Lo stesso giorno, l’esercito turco è entrato in territorio siriano e ha portato via a Daesh la città di Jarabulus (tra il confine e Manbij). Questa operazione è stata fatta senza combattere perché Daesh ha obbedito al suo mentore turco. D’altronde, per il momento non c’è mai stata battaglia, né qui né altrove, tra l’esercito turco e Daesh.

Cercando di portare avanti il proprio vantaggio, l’esercito turco ha continuato l’avanzata conquistando villaggi e avvicinandosi a Manbij. Anche se gli Stati Uniti gli hanno ordinato di fermarsi, ha continuato la sua marcia. Così la CIA ha dato missili anticarro alla YPG, che inizialmente ha sparato sui carri armati turchi (ma non a Jarabulus) e poi sull’aeroporto turco di Diyarbakir. Avendo compreso il messaggio, l’esercito turco ha ripiegato su Jarabulus e ha consegnato i villaggi del sud della città a milizie turkmene, che questa volta agivano sotto la bandiera vacante dell’esercito siriano libero.

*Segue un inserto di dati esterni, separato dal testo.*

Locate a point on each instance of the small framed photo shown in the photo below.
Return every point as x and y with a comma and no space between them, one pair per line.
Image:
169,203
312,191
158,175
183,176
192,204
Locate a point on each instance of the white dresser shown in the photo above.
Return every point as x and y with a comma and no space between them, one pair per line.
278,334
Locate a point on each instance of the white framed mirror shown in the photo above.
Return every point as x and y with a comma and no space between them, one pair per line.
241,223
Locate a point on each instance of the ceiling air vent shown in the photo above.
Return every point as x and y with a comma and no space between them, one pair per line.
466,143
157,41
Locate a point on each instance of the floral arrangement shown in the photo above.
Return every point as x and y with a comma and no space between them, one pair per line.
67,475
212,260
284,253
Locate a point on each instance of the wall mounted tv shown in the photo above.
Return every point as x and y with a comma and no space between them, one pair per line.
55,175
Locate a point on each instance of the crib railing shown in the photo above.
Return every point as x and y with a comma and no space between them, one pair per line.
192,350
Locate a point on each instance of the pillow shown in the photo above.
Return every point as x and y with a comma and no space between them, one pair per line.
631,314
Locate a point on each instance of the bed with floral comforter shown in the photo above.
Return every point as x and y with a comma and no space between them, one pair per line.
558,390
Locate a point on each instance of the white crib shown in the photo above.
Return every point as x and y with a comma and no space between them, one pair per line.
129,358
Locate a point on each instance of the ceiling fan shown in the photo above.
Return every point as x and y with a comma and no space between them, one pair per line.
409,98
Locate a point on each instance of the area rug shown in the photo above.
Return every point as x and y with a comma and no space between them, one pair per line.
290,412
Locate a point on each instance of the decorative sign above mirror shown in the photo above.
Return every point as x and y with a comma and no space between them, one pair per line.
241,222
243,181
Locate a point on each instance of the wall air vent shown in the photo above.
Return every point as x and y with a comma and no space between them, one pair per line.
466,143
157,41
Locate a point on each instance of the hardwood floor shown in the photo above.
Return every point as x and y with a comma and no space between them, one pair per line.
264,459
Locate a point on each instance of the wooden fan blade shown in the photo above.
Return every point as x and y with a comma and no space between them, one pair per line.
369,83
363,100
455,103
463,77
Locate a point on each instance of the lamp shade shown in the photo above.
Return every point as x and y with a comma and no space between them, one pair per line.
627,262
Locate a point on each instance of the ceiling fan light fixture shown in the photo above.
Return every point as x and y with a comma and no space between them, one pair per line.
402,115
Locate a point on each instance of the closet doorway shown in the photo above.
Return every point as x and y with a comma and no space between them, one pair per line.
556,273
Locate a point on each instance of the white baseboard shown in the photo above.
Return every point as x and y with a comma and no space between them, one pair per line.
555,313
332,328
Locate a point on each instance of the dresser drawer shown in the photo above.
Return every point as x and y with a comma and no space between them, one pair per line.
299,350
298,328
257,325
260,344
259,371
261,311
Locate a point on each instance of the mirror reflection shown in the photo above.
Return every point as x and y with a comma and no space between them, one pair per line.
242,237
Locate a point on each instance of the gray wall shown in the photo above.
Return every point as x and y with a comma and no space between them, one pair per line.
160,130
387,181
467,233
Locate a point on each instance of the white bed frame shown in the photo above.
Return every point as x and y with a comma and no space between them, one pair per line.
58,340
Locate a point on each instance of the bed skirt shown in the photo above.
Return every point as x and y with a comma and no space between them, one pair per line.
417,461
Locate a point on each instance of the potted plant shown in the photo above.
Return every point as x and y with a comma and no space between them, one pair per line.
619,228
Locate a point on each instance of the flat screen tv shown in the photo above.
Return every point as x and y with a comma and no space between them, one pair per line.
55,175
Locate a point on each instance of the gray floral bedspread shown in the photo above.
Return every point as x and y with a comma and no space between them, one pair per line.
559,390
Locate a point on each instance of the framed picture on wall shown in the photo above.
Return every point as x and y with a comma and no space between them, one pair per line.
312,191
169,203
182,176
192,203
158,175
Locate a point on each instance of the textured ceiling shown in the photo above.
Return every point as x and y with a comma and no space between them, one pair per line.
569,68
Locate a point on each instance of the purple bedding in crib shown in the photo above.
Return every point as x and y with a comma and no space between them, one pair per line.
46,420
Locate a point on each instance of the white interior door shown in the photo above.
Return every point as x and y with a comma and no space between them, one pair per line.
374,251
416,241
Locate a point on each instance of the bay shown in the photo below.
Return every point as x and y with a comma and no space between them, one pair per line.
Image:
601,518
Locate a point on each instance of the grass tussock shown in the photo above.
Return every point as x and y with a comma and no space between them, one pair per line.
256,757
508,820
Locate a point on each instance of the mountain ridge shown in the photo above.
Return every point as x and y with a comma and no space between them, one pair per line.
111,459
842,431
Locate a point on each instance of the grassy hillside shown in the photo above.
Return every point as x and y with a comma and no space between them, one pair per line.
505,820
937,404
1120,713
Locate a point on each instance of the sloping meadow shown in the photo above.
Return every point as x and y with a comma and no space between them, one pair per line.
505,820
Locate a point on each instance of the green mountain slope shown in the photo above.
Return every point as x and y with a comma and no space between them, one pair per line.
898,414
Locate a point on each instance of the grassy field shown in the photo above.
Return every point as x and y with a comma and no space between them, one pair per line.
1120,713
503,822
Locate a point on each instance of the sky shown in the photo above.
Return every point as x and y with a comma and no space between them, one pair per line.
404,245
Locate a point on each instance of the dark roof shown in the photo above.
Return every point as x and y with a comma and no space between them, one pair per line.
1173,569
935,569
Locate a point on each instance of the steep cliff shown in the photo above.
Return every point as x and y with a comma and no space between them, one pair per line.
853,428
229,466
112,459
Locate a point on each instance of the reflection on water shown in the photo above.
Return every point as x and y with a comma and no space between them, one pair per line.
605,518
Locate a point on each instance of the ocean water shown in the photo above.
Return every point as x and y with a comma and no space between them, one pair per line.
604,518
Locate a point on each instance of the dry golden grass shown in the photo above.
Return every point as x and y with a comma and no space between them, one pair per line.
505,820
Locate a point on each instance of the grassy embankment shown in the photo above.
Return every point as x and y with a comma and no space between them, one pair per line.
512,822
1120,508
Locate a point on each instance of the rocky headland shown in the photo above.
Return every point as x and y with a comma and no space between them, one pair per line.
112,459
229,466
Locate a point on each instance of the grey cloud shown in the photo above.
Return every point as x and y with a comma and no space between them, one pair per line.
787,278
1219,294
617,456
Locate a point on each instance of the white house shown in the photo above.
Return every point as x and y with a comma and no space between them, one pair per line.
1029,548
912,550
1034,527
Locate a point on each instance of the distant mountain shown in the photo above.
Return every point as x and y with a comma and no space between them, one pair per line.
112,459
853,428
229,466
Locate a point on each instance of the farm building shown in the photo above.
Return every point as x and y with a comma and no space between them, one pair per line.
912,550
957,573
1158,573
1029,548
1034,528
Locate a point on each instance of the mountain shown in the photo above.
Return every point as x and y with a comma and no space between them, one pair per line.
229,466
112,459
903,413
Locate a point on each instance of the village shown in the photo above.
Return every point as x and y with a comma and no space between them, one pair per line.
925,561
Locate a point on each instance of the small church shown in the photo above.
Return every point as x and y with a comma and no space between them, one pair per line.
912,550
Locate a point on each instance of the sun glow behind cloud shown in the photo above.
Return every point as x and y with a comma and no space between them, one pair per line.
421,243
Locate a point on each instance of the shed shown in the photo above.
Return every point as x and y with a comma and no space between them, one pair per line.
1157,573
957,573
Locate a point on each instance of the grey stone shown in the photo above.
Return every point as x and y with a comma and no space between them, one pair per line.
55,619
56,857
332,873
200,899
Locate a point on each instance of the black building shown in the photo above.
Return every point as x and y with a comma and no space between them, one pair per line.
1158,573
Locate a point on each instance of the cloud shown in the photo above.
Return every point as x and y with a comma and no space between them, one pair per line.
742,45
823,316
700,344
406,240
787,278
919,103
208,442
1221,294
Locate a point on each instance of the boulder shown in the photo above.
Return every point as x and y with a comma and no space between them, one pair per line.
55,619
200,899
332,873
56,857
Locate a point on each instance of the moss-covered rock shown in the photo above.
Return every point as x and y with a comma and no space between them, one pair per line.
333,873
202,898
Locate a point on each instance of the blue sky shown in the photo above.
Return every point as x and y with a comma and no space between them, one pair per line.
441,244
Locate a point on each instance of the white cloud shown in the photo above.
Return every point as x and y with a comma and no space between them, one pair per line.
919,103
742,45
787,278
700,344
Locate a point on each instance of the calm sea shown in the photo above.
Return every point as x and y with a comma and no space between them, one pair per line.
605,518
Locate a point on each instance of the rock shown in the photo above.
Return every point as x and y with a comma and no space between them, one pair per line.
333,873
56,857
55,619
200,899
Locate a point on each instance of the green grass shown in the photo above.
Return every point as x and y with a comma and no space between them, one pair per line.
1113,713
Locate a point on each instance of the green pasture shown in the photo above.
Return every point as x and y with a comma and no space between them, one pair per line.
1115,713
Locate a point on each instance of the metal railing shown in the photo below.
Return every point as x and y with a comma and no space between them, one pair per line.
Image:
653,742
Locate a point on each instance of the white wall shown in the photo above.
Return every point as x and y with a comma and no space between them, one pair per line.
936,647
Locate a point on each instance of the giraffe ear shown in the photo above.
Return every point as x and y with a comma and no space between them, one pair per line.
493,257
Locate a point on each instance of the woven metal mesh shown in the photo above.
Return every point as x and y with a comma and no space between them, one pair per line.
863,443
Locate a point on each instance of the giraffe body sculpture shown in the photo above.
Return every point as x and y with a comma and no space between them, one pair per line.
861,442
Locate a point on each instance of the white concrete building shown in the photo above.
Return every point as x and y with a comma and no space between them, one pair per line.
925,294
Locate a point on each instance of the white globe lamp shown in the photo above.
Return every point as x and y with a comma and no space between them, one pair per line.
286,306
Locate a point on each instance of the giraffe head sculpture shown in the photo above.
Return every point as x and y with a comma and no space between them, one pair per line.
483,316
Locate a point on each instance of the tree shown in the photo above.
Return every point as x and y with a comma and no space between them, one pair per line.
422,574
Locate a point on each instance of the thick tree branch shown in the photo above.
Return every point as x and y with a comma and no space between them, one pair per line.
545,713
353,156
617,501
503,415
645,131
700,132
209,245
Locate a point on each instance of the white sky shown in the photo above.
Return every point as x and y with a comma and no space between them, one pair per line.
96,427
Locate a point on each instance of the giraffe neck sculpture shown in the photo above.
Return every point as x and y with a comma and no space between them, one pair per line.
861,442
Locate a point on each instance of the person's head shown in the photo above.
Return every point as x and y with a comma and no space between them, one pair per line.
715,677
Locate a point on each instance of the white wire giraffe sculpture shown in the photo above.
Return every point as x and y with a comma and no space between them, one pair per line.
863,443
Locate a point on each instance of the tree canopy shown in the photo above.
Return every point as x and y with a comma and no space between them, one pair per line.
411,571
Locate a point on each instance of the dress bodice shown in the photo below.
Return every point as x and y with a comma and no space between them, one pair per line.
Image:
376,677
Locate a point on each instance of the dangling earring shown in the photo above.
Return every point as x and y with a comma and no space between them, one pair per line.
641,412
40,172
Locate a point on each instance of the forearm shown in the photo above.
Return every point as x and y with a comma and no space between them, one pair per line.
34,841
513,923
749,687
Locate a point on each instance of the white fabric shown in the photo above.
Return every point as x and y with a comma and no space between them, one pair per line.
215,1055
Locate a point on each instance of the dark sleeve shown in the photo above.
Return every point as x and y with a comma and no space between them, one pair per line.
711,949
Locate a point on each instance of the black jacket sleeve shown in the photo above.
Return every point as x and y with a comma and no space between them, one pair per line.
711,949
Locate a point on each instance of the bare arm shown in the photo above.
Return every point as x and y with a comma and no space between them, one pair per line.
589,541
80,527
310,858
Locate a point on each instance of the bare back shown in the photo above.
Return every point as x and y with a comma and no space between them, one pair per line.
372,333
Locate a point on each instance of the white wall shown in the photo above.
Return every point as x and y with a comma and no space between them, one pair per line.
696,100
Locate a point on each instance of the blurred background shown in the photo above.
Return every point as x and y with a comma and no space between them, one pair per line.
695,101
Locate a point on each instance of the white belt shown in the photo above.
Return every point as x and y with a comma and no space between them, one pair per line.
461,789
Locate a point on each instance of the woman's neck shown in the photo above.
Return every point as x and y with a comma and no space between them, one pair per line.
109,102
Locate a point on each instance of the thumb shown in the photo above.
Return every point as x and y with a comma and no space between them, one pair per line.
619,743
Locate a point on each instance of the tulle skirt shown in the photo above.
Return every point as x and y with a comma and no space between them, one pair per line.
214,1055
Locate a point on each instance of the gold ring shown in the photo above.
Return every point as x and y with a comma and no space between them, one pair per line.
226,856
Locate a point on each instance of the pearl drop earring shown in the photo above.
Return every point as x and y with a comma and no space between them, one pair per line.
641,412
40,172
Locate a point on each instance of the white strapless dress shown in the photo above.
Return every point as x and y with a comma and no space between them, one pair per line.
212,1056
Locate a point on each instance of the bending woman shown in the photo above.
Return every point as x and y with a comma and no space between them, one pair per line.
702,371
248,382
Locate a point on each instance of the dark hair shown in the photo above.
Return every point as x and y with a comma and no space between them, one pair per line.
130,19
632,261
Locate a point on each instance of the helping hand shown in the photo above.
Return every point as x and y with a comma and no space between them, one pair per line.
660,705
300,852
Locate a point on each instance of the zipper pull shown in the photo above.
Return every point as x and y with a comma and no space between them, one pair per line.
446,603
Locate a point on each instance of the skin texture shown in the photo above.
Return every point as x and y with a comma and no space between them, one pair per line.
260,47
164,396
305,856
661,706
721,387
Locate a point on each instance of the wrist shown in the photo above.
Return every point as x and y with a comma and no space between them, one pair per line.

Il giorno dopo la visita di Barzani, il vicepresidente americano Joe Biden si è ugualmente recato in Turchia. Quando era senatore, aveva presentato un disegno di legge volto a proclamare l’indipendenza del Kurdistan iracheno. Ha dichiarato di aver chiesto alla YPG di ritirarsi dall’ovest dell’Eufrate, una zona che include Manbij, in caso contrario Washington cesserebbe ogni sostegno ai curdi. Tuttavia, poiché Daesh ha già fatto sapere che non consentirà alla YPG di installarsi a est dell’Eufrate, non è ben chiaro quale territorio rimanga a disposizione.

In definitiva, è stato concordato un tacito accordo tra Ankara e Damasco per contrastare un Kurdistan amministrato dalla YPG, mentre un altro accordo è stato ufficialmente concluso tra il Pentagono e la YPG affinché questi non si sparino addosso tra loro, malgrado la nuova giravolta di Washington contro la creazione di un Kurdistan.